Revisited and updated in 2020: I was partially correct! The architecture is 32 neurons. The 10 represents the timestep value. Each neuron is being fed a 64 length vector (maybe representing a word vector), representing 64 features (perhaps 64 words that help identify a word) over 10 timesteps.

The 32 represents the number of neurons. It represents how many hidden states there are for this layer and also represents the output dimension (since we output a hidden state at the end of each LSTM neuron).

Lastly, the 32-dimensional output vector generated from the 32 neurons at the last timestep is then fed to a Dense layer of 2 neurons, which basically means plug the 32 length vector to both neurons, with weights on the input and activation.

More reading with somewhat helpful answers:

2
votes

I dont think you are right. Actually timestep number does not impact the number of parameters in LSTM.

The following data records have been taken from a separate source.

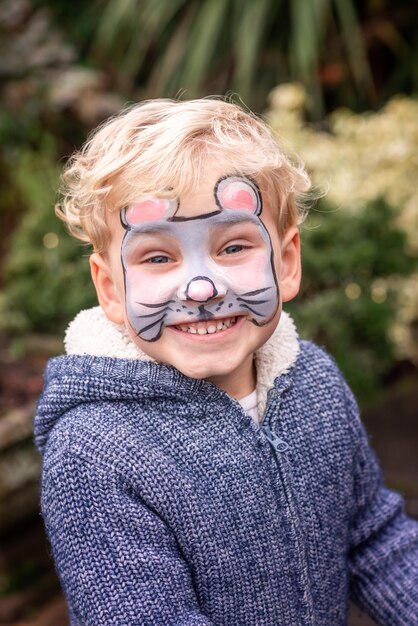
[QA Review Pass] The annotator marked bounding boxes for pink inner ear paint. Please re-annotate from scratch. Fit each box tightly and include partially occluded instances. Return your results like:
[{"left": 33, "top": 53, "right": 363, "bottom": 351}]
[
  {"left": 125, "top": 198, "right": 170, "bottom": 226},
  {"left": 219, "top": 182, "right": 257, "bottom": 213}
]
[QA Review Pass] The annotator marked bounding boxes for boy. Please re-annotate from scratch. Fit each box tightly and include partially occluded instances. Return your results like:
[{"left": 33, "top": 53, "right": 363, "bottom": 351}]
[{"left": 35, "top": 99, "right": 418, "bottom": 626}]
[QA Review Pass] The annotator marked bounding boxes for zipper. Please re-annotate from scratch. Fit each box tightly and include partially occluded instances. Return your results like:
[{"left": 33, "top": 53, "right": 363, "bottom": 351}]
[
  {"left": 262, "top": 424, "right": 289, "bottom": 454},
  {"left": 261, "top": 416, "right": 316, "bottom": 626}
]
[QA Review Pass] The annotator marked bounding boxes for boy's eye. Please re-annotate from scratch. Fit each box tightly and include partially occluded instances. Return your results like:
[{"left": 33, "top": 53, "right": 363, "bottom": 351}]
[
  {"left": 145, "top": 254, "right": 171, "bottom": 264},
  {"left": 221, "top": 243, "right": 245, "bottom": 254}
]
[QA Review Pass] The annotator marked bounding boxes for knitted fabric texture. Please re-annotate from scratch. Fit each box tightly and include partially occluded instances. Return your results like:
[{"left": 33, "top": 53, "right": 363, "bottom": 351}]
[{"left": 35, "top": 310, "right": 418, "bottom": 626}]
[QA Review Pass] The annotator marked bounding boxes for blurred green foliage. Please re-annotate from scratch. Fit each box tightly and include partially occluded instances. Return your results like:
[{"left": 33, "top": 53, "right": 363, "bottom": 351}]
[
  {"left": 285, "top": 200, "right": 417, "bottom": 400},
  {"left": 36, "top": 0, "right": 418, "bottom": 119},
  {"left": 0, "top": 138, "right": 96, "bottom": 334}
]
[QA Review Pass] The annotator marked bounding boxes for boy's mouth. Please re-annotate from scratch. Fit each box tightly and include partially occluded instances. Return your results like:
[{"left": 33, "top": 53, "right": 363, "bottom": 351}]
[{"left": 175, "top": 316, "right": 237, "bottom": 335}]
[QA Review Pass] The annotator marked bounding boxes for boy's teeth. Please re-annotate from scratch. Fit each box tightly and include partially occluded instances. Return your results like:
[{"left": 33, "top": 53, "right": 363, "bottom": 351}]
[{"left": 176, "top": 317, "right": 236, "bottom": 335}]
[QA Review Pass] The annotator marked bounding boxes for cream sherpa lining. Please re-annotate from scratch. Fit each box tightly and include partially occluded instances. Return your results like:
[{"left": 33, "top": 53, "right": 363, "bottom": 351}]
[{"left": 64, "top": 306, "right": 299, "bottom": 415}]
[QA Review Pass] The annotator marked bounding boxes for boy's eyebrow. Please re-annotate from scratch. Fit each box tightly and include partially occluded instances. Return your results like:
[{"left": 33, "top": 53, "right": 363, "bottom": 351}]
[
  {"left": 131, "top": 221, "right": 173, "bottom": 236},
  {"left": 213, "top": 211, "right": 259, "bottom": 228}
]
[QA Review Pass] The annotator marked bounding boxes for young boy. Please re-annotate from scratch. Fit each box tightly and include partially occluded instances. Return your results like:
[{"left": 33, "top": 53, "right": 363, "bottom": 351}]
[{"left": 35, "top": 99, "right": 418, "bottom": 626}]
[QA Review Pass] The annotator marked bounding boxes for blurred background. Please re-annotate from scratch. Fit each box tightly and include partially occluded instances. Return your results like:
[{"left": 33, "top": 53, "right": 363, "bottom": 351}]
[{"left": 0, "top": 0, "right": 418, "bottom": 626}]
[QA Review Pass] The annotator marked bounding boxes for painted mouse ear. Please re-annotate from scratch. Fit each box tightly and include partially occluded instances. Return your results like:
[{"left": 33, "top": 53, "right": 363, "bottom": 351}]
[
  {"left": 121, "top": 198, "right": 177, "bottom": 228},
  {"left": 215, "top": 176, "right": 262, "bottom": 215}
]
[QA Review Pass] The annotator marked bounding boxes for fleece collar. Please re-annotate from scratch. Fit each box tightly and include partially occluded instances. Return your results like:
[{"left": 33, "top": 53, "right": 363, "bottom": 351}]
[{"left": 64, "top": 306, "right": 299, "bottom": 415}]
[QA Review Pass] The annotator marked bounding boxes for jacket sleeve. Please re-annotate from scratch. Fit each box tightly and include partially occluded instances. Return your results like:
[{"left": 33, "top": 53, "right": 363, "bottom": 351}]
[
  {"left": 42, "top": 448, "right": 211, "bottom": 626},
  {"left": 348, "top": 382, "right": 418, "bottom": 626}
]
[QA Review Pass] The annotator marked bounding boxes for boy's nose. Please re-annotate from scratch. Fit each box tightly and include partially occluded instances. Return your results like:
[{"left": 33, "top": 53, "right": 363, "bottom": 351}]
[{"left": 185, "top": 276, "right": 218, "bottom": 302}]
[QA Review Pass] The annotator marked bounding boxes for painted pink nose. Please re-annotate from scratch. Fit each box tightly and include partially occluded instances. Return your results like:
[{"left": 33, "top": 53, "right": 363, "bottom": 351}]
[{"left": 186, "top": 278, "right": 218, "bottom": 302}]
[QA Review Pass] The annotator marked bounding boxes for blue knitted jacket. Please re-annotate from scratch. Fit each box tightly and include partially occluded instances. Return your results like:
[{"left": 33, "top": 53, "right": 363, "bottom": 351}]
[{"left": 35, "top": 308, "right": 418, "bottom": 626}]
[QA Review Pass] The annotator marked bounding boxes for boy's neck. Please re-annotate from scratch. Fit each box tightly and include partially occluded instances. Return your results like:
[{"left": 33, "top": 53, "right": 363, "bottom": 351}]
[{"left": 207, "top": 354, "right": 257, "bottom": 400}]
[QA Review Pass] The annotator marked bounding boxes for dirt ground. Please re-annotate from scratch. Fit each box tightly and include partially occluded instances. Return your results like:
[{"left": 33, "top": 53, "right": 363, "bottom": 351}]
[{"left": 0, "top": 340, "right": 418, "bottom": 626}]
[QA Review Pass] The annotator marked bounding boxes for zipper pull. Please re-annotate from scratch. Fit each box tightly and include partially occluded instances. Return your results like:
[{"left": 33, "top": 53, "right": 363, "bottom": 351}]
[{"left": 263, "top": 424, "right": 289, "bottom": 452}]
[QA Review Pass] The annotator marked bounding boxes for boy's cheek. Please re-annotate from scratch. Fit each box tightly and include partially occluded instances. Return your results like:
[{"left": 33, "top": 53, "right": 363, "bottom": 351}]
[
  {"left": 125, "top": 268, "right": 174, "bottom": 305},
  {"left": 224, "top": 253, "right": 274, "bottom": 293}
]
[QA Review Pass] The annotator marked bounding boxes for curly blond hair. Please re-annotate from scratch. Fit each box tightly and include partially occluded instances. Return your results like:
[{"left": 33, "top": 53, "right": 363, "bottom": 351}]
[{"left": 56, "top": 97, "right": 310, "bottom": 252}]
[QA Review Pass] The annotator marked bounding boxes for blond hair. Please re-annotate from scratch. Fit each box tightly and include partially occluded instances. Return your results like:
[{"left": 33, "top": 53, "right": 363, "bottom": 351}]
[{"left": 56, "top": 98, "right": 310, "bottom": 252}]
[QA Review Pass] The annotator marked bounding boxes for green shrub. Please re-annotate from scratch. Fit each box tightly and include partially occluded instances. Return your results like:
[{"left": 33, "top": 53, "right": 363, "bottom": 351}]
[
  {"left": 0, "top": 145, "right": 96, "bottom": 334},
  {"left": 285, "top": 200, "right": 416, "bottom": 400}
]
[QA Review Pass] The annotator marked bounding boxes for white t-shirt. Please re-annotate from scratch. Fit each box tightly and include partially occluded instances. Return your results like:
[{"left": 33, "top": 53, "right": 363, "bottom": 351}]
[{"left": 238, "top": 389, "right": 259, "bottom": 424}]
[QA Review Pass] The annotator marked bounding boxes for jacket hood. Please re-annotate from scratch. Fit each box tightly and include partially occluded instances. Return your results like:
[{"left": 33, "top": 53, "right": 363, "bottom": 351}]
[{"left": 35, "top": 307, "right": 300, "bottom": 452}]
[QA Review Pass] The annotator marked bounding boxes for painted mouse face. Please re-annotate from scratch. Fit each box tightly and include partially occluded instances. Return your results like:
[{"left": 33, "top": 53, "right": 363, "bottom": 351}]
[{"left": 121, "top": 176, "right": 280, "bottom": 342}]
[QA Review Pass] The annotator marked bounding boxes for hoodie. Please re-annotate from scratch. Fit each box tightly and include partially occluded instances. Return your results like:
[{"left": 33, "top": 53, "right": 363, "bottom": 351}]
[{"left": 35, "top": 308, "right": 418, "bottom": 626}]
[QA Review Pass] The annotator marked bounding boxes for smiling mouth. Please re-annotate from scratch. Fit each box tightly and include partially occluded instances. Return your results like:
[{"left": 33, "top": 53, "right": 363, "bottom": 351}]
[{"left": 175, "top": 316, "right": 238, "bottom": 335}]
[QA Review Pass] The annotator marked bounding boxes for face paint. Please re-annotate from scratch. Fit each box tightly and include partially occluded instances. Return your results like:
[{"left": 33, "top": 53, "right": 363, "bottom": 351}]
[{"left": 121, "top": 176, "right": 279, "bottom": 341}]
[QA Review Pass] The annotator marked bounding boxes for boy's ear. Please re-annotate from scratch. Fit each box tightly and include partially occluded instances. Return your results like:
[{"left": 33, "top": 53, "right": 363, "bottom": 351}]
[
  {"left": 280, "top": 226, "right": 302, "bottom": 302},
  {"left": 90, "top": 252, "right": 124, "bottom": 324}
]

from keras.layers import LSTM
from keras.models import Sequential

time_step = 13
featrue = 5
hidenfeatrue = 10

model = Sequential()
model.add(LSTM(hidenfeatrue, input_shape=(time_step, featrue)))
model.summary()

time_step=100
model2 = Sequential()
model2.add(LSTM(hidenfeatrue, input_shape=(time_step, featrue)))
model2.summary()

the reuslt:

Using TensorFlow backend.
_________________________________________________________________
Layer (type)                 Output Shape              Param #   
=================================================================
lstm_1 (LSTM)                (None, 10)                640       
=================================================================
Total params: 640
Trainable params: 640
Non-trainable params: 0
_________________________________________________________________
_________________________________________________________________
Layer (type)                 Output Shape              Param #   
=================================================================
lstm_2 (LSTM)                (None, 10)                640       
=================================================================
Total params: 640
Trainable params: 640
Non-trainable params: 0
_________________________________________________________________
1
votes

@Sticky, you are wrong in your interpretation. Input_shape =(batch_size,sequence_length/timesteps,feature_size).So, your input tensor is 10x64 (like 10 words and its 64 features.Just like word embedding).32 are neurons to make output vector size 32.

The output will have shape structure:

  1. (batch, arbitrary_steps, units) if return_sequences=True.
  2. (batch, units) if return_sequences=False.
  3. The memory states will have a size of "units".